The results were presented to 37,000 oncologists in May 2015 at the annual meeting of the American Society of Clinical Oncologists in Chicago, Chagpar said. The study was published in the New England Journal of Medicine, accompanied by “a very flattering editorial.”

“The whole SHAVE hullabaloo ... was a remarkable time,” she said. “The news coverage of that trial was phenomenal. It was in the top percentile of all New England Journal articles in terms of ... social media.

“One of the questions that remained, however, was: Could this be reproduceable?” she said. “Could a general surgeon in rural Idaho do the same thing and get the same results?”

So SHAVE2 was designed, “a multicenter trial involving nine sites around the nation, all varying in terms of their location, practice setting, etc.,” Chagpar said. It will involve 400 patients at cancer centers in California, Florida, Michigan, North Carolina, Ohio, Pennsylvania, Rhode Island and Texas. They include “small private practice centers, big academic centers,” she said.

Chagpar said her enthusiasm is not shared by all breast cancer surgeons, “which is why we are doing SHAVE2. We couldn’t do SHAVE2 if everybody had automatically converted.

“When we set out to do the SHAVE2 trial … what was necessary was also to have a central command post to run the trial,” Chagpar said. Yale is the “central hub” for SHAVE2, randomizing patients, collecting and managing data and performing regulatory functions.

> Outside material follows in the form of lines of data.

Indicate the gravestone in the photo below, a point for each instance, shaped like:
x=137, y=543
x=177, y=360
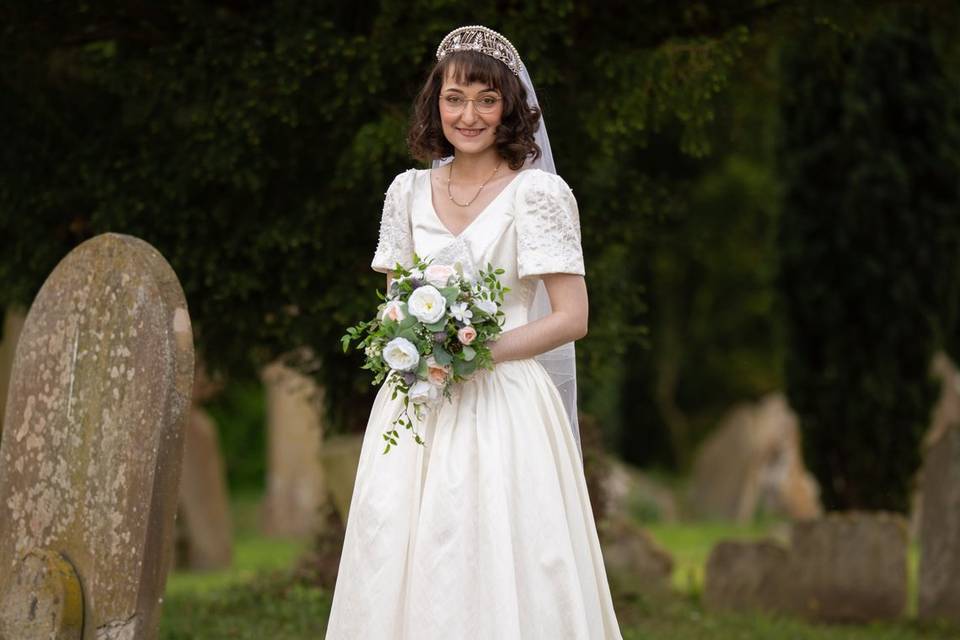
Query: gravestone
x=204, y=513
x=90, y=458
x=747, y=575
x=753, y=462
x=339, y=459
x=12, y=325
x=843, y=567
x=296, y=488
x=939, y=579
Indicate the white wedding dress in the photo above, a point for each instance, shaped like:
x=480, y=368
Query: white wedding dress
x=485, y=533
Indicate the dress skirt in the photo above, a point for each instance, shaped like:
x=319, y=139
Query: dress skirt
x=484, y=533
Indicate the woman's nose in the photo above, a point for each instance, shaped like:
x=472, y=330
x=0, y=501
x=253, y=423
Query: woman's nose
x=469, y=112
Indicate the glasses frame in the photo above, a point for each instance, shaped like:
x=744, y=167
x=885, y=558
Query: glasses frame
x=476, y=103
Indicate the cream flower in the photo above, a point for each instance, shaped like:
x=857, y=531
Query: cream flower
x=460, y=311
x=401, y=354
x=489, y=307
x=422, y=392
x=427, y=304
x=437, y=374
x=393, y=310
x=466, y=335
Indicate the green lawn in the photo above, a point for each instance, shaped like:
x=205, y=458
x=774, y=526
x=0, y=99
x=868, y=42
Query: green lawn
x=257, y=598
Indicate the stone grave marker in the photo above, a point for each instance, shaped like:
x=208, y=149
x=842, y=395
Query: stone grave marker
x=296, y=487
x=939, y=580
x=91, y=453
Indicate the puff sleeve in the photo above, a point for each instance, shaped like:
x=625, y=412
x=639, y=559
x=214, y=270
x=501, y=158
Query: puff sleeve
x=396, y=239
x=548, y=227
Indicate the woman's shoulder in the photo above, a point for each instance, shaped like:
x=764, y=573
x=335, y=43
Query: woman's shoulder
x=404, y=181
x=537, y=183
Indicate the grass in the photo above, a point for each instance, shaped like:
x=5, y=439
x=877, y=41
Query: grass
x=257, y=598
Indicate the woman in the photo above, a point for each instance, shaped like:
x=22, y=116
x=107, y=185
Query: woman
x=486, y=532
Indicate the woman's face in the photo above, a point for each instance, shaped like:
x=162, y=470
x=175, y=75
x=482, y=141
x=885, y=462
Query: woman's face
x=470, y=115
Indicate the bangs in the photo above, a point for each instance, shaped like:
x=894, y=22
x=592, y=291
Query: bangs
x=467, y=67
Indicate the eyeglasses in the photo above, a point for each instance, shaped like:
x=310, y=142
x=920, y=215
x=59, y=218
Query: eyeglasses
x=453, y=103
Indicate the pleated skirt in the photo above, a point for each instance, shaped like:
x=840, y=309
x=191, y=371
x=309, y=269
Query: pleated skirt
x=484, y=533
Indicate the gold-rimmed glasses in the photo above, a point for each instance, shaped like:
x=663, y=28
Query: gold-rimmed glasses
x=456, y=103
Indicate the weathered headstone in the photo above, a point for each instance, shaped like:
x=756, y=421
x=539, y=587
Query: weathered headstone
x=295, y=482
x=844, y=567
x=851, y=567
x=339, y=459
x=752, y=462
x=939, y=580
x=204, y=513
x=90, y=458
x=12, y=325
x=635, y=562
x=747, y=575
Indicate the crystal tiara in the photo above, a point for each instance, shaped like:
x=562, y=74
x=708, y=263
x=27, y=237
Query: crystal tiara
x=484, y=40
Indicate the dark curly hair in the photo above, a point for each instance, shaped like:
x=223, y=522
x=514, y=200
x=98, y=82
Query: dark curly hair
x=514, y=136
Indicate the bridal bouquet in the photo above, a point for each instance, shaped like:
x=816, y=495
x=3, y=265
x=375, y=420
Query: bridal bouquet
x=431, y=331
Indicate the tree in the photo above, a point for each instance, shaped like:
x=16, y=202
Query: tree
x=869, y=238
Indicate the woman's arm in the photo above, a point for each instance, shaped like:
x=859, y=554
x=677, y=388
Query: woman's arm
x=567, y=322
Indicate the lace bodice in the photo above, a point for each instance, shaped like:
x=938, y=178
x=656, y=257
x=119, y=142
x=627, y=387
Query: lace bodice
x=529, y=229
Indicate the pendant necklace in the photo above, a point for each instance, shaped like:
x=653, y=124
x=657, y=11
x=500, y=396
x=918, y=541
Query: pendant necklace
x=477, y=195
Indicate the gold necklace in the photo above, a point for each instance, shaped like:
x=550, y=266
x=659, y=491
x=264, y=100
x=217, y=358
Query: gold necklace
x=450, y=177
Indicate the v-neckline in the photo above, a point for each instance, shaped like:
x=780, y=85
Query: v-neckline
x=476, y=218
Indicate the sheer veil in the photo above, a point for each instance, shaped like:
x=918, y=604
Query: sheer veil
x=560, y=363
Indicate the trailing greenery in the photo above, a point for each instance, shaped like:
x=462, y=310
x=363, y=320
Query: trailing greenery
x=869, y=241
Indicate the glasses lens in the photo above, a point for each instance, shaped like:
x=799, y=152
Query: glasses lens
x=486, y=105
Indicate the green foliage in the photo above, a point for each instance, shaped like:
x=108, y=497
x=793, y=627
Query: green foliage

Chagpar’s work is being supported by a $100,000 grant from the David and Katie Burke Fund for Breast Cancer Research, founded by a former patient of Chagpar’s, which will underwrite oversight of the centers, and by a $50,000 grant from the Connecticut Breast Health Initiative that will help pay for a research associate’s salary.

“We’ve had to cobble together resources and have been very grateful for all the support that we’ve received,” Chagpar said.

The Connecticut Breast Health Initiative, based in New Britain, focuses on breast cancer research and education solely within the state and has raised more than $3.6 million for the cause. Its major fundraiser, the Race in the Park, which includes a 5K run, as well as shorter routes at Walnut Hill Park in New Britain, will be held May 12, said Kim Neurath, the race coordinator.

“We do fund those forward-thinking programs that have not yet qualified for federal funding,” Neurath said. “We are seed money for those research and education institutions and individuals who are working on breast cancer research.”

The race raised more than $500,000 in 2017, and the organization tries to award at least five grants a year, she said. This is its 15th year.

Joyce Bray, president of the nonprofit organization, said, “A lot of times we have more requests than we have money,” but that Chagpar’s proposal “was one of the best and we think there will be a good impact and end result.

“I just think she’s brilliant, very articulate and very dedicated,” Bray said of Chagpar. She said she believes the shave margin procedure “saves on insurance costs, saves on hospital costs, saves on emotional costs. It just makes sense.”

Chagpar is optimistic SHAVE2 will prove that the shave margin technique will become the standard in partial mastectomies for breast cancer. The first trial has already been adopted in places such as Brazil and South Korea and a clinical trial has been undertaken in Pakistan, she said. “I think that the initial SHAVE trial is really revolutionizing how breast cancer surgery is performed worldwide,” she said.

“But I think that the purpose of SHAVE2 is really to validate these findings. ... This will be the first multicenter random controlled trial to evaluate the efficacy of this technique across more practice settings nationwide.”

This story has been edited to correct the countries in which the SHAVE trial is being studied.